Граф лениво присел на широкие поручни балкона, небрежным движением взял в рот кончик сигары.
— Что скажете? — спросил тем жестяным, как лязг дырявого ведра, тоном, каким всегда разговаривал с «мужиками».— Неужели не могли с управляющим поговорить?
— Невмоготу нам больше, ваша милость, — сказал, поклонившись, высокий сутулый дед, который мял в руках старый картуз с красным околышем (должно быть, еще с турецкой войны сберег его старик).— Невмоготу, ваша милость... Соломой зимою топить не будешь — хоть бы скотине соломки хватило, а кизяк, простите на этом слове, не столько горит, сколько чадит и воняет. Невмоготу нам, ваша милость, без хвороста. А в лес пойдешь — лесничий ваш ловит, бьет. Прохора Сулиму поймал, всю рожу, простите на этом слове, в кровь ему избил...
Речь шла о том, чтобы граф сократил арендную плату за пользование землей и разрешил собирать в лесу хворост, который все равно пропадает.

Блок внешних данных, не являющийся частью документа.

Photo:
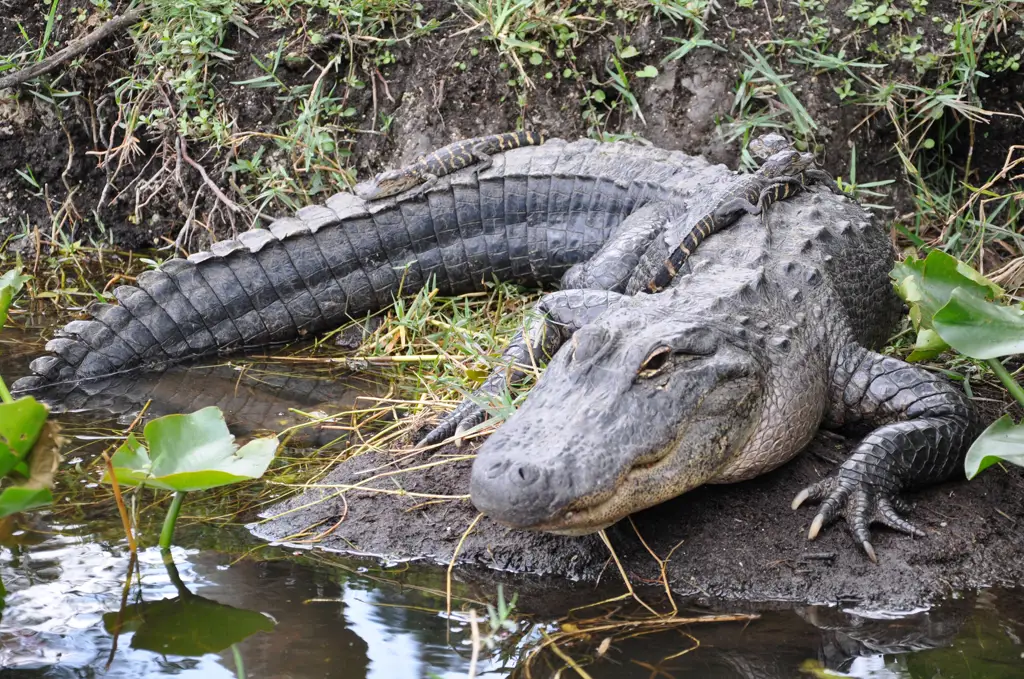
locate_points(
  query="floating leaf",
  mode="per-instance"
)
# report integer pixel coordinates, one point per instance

Но старик, видимо, сказал не то, что нужно, и в разговор вмешался сероглазый парень:
— Пан граф, тут речь не о хворосте. Не дадите разрешения — люди так или иначе красть будут, не. замерзать же...
Граф вынул сигару изо рта, впервые посмотрел с любопытством на парня... буркнул:
— Вот как! Воровать будут?
— Не об этом речь, пан граф, — продолжал парень. — От арендной платы стонет народ. Так получается, что, сколько бы ни свез дядько снопов к себе на ток, весь урожай отдает вам. Не поверите, пан граф, но есть такие дома, в которых на всю зиму остается три пуда ржи. Это все, что мужик зарабатывает за целое лето на ваших полях...
Молодой граф с видом крайнего удивления вытаращил желтые ястребиные глаза.
— Я никак не пойму, почему вы все это мне говорите. Вы сами во всем виноваты. Разве я не знаю, как плохо, бесхозяйственно вы обрабатываете мою землю? Вы не хотите пользоваться последними новинками агрономической науки. Нет агронома? Наймите, выпишите из города. Наконец, все нужные данные можно найти в агрономическом календаре! Разве мне не ведомо, что вы мелко пашете, что вы мало удобрений вывозите на поля? Повторяю: арендная плата здесь ни при чем. Научитесь сперва удобрять землю. Вот тогда, когда земля будет давать хороший урожай, у вас останется на зиму не три пуда, а тридцать пудов. Это, как видите, разница немалая...
После такой длинной речи молодой граф глубоко затянулся душистым дымом сигары, полагая, что вопрос исчерпан. Но парень не сдавался:
— Это, пан граф, разговоры, а на деле выходит совсем другое. Как может крестьянин обрабатывать землю, когда у него плуга нет, а лошадь такая, что ветер ее с ног валит? У мужика ведь нет таких жеребцов, как у вас, пан граф. Вы нам про агронома говорите, а у нас в селе, пан граф, на триста дворов одна церковноприходская школа. Она агрономов не выпускает. «Отче наш» выучит мальчонка — вот и вся грамота...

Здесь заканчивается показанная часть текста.